Nous sommes d'accord sur ce livre qui devient pénible au fur et à mesure des chapitres. J'ai trouvé le début (jusqu'au 18ème environ) plutôt cohérent et intéressant mais après cela devient du grand n'importe quoi.
Ma lecture a été tellement décousue que j'ai eu du mal à en sortir un billet cohérent !
Nous avons visité il y a 2ans le musée de la ville de Londres : intéressant.
Je vais à Londres cet été. Je retiens l'idée !
Je ne connaissais pas ce titre mais grâce à toi je sais que je peux l'oublier illico ! J'espère que ta prochaine lecture sera plus réjouissante
Effectivement, je ne le conseille pas. Rassure-toi, mes lectures en cours sont bien plus agréables !!
Définitivement, je ne note pas ce titre (d'autant qu'il existe beaucoup d'autres ouvrages dans le même genre qui sont eux, passionnants du début à la fin) !
Tu ne perds pas grand chose.
C'est tout ce qu'on aime pas. Billet argumenté Miss Léo !
Merci ! J'ai essayé d'analyser le pourquoi du comment, mais ça n'a pas été facile.
Je n'aimais déjà pas le personnage et ce que tu écris ne va pas me réconcilier avec lui. Sans compter que j'en ai marre de ces hommes politiques qui se prennent pour des historiens (et on en a une flopée en France !)

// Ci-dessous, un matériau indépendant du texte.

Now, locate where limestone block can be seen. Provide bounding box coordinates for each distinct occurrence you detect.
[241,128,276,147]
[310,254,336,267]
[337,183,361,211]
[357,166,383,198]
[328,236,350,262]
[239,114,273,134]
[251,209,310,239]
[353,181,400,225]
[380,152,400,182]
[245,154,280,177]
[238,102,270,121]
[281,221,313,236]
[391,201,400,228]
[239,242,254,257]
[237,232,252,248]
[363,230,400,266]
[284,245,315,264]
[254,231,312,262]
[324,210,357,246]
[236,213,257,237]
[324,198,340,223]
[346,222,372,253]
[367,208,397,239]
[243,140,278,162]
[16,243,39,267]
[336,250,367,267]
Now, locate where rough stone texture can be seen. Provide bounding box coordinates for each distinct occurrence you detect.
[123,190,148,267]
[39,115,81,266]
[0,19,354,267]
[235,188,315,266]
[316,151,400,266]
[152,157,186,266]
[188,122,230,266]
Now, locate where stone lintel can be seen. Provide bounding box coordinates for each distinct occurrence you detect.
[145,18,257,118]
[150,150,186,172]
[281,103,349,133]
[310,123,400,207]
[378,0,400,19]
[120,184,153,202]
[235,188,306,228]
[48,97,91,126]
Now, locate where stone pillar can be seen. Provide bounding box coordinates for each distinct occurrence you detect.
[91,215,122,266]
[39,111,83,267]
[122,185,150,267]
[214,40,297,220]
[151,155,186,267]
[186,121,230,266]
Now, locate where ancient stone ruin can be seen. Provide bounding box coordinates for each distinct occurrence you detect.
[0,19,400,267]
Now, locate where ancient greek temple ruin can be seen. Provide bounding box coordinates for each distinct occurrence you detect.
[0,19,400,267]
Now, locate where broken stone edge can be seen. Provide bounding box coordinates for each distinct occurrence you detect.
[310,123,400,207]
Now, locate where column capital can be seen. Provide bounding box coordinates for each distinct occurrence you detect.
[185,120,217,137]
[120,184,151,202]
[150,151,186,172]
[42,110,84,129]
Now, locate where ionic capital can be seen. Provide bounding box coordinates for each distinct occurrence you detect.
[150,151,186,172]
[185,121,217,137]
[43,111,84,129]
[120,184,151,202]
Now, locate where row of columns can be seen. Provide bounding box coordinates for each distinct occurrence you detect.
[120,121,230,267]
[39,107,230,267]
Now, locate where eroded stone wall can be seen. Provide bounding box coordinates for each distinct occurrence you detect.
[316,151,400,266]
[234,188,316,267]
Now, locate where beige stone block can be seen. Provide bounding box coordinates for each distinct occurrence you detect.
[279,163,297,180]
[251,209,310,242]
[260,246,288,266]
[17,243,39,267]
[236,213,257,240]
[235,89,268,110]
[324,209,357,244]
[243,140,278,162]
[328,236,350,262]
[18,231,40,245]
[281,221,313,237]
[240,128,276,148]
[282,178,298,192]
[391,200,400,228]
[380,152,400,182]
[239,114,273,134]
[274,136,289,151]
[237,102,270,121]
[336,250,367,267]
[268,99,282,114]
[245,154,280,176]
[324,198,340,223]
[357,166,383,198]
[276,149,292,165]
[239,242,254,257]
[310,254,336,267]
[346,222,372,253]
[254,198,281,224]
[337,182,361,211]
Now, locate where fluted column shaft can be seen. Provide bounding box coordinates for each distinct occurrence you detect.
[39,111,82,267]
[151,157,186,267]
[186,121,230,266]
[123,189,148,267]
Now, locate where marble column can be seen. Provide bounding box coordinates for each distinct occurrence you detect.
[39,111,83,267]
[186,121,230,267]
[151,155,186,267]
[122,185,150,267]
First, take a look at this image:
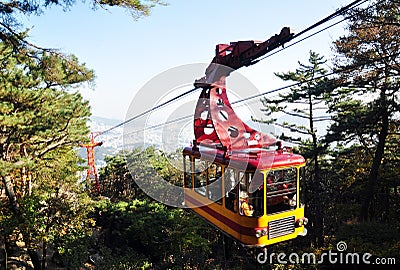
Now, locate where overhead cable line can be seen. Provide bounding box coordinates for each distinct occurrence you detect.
[100,0,368,134]
[101,87,198,134]
[124,49,400,134]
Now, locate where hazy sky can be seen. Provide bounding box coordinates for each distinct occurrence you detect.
[26,0,352,120]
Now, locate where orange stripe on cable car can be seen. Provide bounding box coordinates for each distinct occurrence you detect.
[185,195,255,236]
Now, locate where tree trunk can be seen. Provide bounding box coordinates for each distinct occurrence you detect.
[28,248,42,270]
[3,175,19,215]
[360,93,389,222]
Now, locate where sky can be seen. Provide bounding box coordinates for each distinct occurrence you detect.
[22,0,352,120]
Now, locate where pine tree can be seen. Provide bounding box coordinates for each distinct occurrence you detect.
[0,39,93,269]
[327,1,400,221]
[255,51,330,246]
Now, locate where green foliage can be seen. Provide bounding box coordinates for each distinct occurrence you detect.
[93,197,213,269]
[0,37,93,268]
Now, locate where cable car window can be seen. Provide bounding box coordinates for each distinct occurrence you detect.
[239,171,264,217]
[299,167,306,206]
[183,155,193,188]
[207,164,222,204]
[194,158,207,196]
[267,168,297,214]
[224,168,238,213]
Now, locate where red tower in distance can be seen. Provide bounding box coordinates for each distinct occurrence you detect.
[79,132,103,193]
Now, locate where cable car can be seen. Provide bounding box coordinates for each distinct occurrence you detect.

Tu évoques un point dont j'ai oublié de parler dans mon billet. Tout à fait d'accord avec toi !
Eh bien, voilà un livre que je n'achèterai pas ! L'apologie du libéralisme serait déjà pénible, mais si en plus il est chauvin à outrance…Ce ne sera donc pas un livre pour parfaire ma culture londonienne, dommage !
J'étais moi aussi un peu déçue.
Très bon billet Miss Léo, très complet. J'hésite depuis sa sortie à lire ce livre mais je m'en faisait une idée complètement différente de celle que tu décris. Je m'attendais à une suite d'anecdotes, d'insolites, à la fois drôles et intelligentes. Ton résumé me fait bien hésiter (ben oui, j'ai déjà un chauvin british à la maison, je n'ai pas besoin d'un deuxième ;-)). Bon à feuilleter peut-être!
Il y a effectivement des anecdotes, et Boris Johnson est de toute évidence un individu cultivé, mais j'ai trouvé cela plutôt mal fichu, et globalement assez décousu. Sans parler des idées insupportables que j'évoque dans mon billet…
J'ai lu pas mal d'avis mitigés voire carrément négatifs. Je passe mon tour pour ce titre. Dommage car il a l'air assez original.
Bonne soirée! 🙂
La recherche de l'originalité ne donne pas forcément un bon livre. La preuve !
Excuse-moi, je n'ai pas pu terminer à temps… J'espère que je vais le finir pour le mois anglais…
Arff, c'est dommage car il avait l'air super sympa. Je passe mon tour du coup, ou alors j'attendrais de pouvoir le feuilleter à la bibli.
J'ai lu il y a quelques mois l'avis de Titine qui m'a semblé proche du tien.
Je ne retiens donc pas ce titre, dommage car le thème de fond m'intéressait.